I made my way to another room. A young human languished for weeks on the ventilator as the viral grasp drowned her lungs, proceeding to melt and bleed her brain and slowly vanishing her persona into oblivion. While passively moving those limbs during methodical neurological exams, I couldn’t help but notice her well-manicured nails. Telltale signs of a carefree, happier, not too long ago past. That minimally conscious state shrouded over my loud calls and sternal rubs, those eyes stared back stone-cold into mine. The lights were on, but no one was home.

The face of blank lifelessness.

COVID was ominously not only drowning people in their own spit but struck in different shades to alter human personality that kept helplessly getting lost in the maze of their own minds. It made the young maniacal, hearing voices and talking to walls in a schizophrenic frenzy. It made the elderly become muted in silence.

The face of helpless madness. Every now and then, the balm of soothing whispers would lull them to slowly break free from this trance.

This strange malady kept fogging up brains behind the faces. Faces of disintegrating seizures. Faces staring into oblivion. My penlight shining down dark pupillary tunnels, in vain, felt futile.

And then there were other faces. Of hospital caregivers, faithfully grooming seemingly lifeless bodies. I would feel enriched when they shared on my rounds, updates from up close, and personal patient care moments.

ADVERTISEMENT

“Dr. C, your coma patient, I applied lotion on her arms, and a tear rolled down her eyes. Does that mean anything?”

Faces of relentless optimism.

Patients would come and go. Some got better and left for home or off to a humble abode. Harder still was to comprehend the minds of families driven to make incomprehensible decisions on behalf of their loved ones. For those who may never see the next starry nightfall or golden sunrise. All while trusting us strangers through a glass screen of a window or smartphone. Despite numerous end-of-life decisions, the conversations never got old. Providing comfort to them, sometimes was all that we could hope for and, in many instances, all that we often were striving for.
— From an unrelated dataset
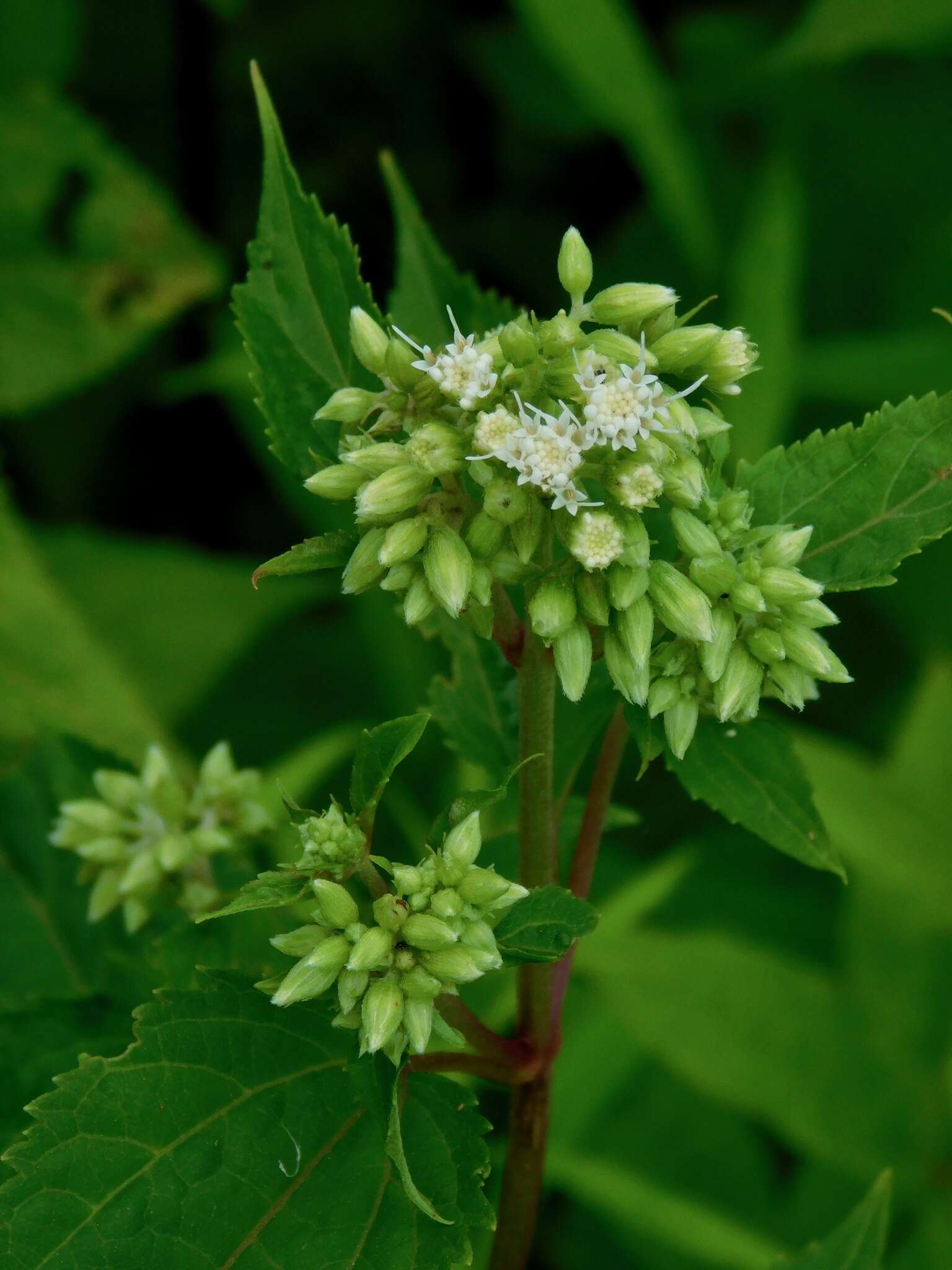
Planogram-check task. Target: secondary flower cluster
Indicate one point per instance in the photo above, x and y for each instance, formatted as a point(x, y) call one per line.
point(149, 837)
point(432, 933)
point(570, 456)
Their faces of grief met with our faces of empathy, conjoining humans on both sides of the screen, wishfully hoping life would turn around and death would walk away.

Faces loomed in my thoughts long after rounds were over and became etched in my memory. Over nearly a year, and what seemed like an eternity, what began as one Covid unit in each hospital, spread its claws to nearly entire buildings. Husband-wife, family clusters, reflecting the aftermath of forbidden celebrations that had deferred countless warnings. The number spikes on TV news never truly reflected the Faces behind the scenes, the true burden of Covid. Now, we tell their tales to honor them. Lonesomeness being their common denominator.
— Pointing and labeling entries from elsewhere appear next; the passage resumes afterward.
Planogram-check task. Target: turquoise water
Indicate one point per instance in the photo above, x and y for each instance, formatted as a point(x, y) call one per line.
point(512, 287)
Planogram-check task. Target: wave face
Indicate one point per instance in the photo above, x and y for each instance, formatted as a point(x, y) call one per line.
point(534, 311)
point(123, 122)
Honoring them would not be complete without a mention of those Faces of ICU teams. Seemingly steadfast amidst countless resuscitation codes. Backbreaking (literal and figurative) hours of weightlifting tasks to prone over heavy bodies in “tummy time” with the hope of recovering drowning lungs. The science of neurology handheld with critical care medicine with a “train of four” to help find the sweet spot of muscular atony before artificially paralyzing the agitated body allowing sick lungs to coordinate sucking life breath from the ventilator. With literally all hands-on deck of what often felt like a sinking ship, we heartbreakingly witnessed tips of this pandemic iceberg shatter us all while attempting to steer humanity ashore to safety.  Hidden under masks, faces of brazen fortitude fed off each other with a healing power of company of another human spirit. The unspoken language of empathy is expressed through our eyes in fleeting moments of time.  Unforgettable treasures that kept us going more than we may ever realize.
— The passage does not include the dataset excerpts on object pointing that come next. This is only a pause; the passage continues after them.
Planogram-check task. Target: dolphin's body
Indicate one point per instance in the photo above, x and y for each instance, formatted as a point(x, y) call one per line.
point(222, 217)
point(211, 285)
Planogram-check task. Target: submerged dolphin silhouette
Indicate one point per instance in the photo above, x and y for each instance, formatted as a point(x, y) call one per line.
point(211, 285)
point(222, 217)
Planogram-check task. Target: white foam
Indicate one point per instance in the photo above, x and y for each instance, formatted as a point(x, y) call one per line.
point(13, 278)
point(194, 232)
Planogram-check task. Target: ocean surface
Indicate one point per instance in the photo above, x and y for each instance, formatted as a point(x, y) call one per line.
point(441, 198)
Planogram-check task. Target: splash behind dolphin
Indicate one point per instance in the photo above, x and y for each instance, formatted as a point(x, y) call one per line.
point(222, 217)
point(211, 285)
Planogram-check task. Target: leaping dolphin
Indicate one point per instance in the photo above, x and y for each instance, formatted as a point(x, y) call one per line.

Lessons from pandemic diaries applied to life at large. Where people realize that trust in science and the power of their own selves as frontlines, and us healthcare workers as their last lines, will perpetuate the greater common good even beyond the pandemic. A combination of ethics and empathy across specialties and communities helps get us through future adversity.

“Practice of medicine is an art, not a trade; a calling, not a business; a calling in which your heart will be exercised equally with your head.”

Well played brilliant Oslerisms for keeping me going through the storm. Someone rightly once said, “To remember is to heal.” And I learned more than ever to pause and validate the story behind each silent struggle, the face, behind the mask, the face, a window reflecting intangible connections that lay between the head and the heart.

Ayushi Chugh is a neurologist and can be reached on Twitter @AyuSheMD.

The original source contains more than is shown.